Early this week, the Senate passed legislation allowing existing bingo parlors to use electronic terminals for their games. Gambling opponents and some lawmakers worried that the machines were a backdoor effort to expand legalized gambling in Texas.Anti- gambling fervor ruled Thursday night during the House debate over legislation to allow the Texas Lottery Commission to continue operating. Without any debate, the House adopted amendments to ensure that the bingo machines cannot be used to legalize gambling that is currently illegal.

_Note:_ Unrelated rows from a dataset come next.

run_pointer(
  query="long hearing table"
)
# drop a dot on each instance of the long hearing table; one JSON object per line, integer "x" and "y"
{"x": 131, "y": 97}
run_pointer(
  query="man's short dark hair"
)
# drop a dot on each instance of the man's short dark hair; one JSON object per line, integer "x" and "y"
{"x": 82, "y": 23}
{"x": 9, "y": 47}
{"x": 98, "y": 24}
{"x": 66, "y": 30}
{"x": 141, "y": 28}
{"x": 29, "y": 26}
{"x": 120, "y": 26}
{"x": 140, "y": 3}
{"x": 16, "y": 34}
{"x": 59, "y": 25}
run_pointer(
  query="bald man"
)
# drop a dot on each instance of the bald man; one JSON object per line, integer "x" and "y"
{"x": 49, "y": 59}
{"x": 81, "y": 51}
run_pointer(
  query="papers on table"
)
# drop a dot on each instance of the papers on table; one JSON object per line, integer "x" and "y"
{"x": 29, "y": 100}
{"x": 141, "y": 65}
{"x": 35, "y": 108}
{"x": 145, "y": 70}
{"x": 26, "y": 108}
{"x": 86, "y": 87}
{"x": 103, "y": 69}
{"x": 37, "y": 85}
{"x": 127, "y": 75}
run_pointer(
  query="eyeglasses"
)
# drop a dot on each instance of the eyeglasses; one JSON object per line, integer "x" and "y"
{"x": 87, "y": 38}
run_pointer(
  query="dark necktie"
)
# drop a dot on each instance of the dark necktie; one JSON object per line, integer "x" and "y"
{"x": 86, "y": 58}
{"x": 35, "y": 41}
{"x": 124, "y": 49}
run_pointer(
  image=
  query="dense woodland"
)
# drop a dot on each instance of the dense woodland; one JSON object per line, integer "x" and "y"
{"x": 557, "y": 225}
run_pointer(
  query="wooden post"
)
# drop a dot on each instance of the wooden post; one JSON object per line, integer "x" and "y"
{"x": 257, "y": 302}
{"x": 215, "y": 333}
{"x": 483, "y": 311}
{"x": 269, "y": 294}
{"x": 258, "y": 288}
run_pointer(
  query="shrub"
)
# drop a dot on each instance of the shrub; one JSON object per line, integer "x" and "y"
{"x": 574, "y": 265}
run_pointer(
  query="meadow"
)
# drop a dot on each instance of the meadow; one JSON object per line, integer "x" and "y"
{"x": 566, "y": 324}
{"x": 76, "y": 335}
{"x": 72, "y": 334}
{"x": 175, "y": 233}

Representative Will Hartnett (R-Dallas) offered an amendment saying the House anguage would prevail over any conflicting language in any other legislation. The Senate proposal, part of a major tax overhaul, had authorized bingo operators to use the device that was defined as an "electronic terminal with input capabilities and touch screen or other monitors that may be used to play electronic pull- tab bingo." The machines could be portable, upright or built into tabletops. Parental Consent Bill is Killed on the House Floor Under current Texas laws,minors only have to notify a parent or guardian that they plan to have an abortion. The bill also would have required the state to publish, annually,information submitted by courts that hear waiver requests, including how many waivers were granted by each of nine judicial regions.

The bill was dropped because one of the more than 1,000 witness forms collected from people who testified about the House Bill 1212 in the House State Affairs Committee, did not include the name of the committee, as required. Proponents argue that minors aren't able to have any other medical procedures without parent's consent.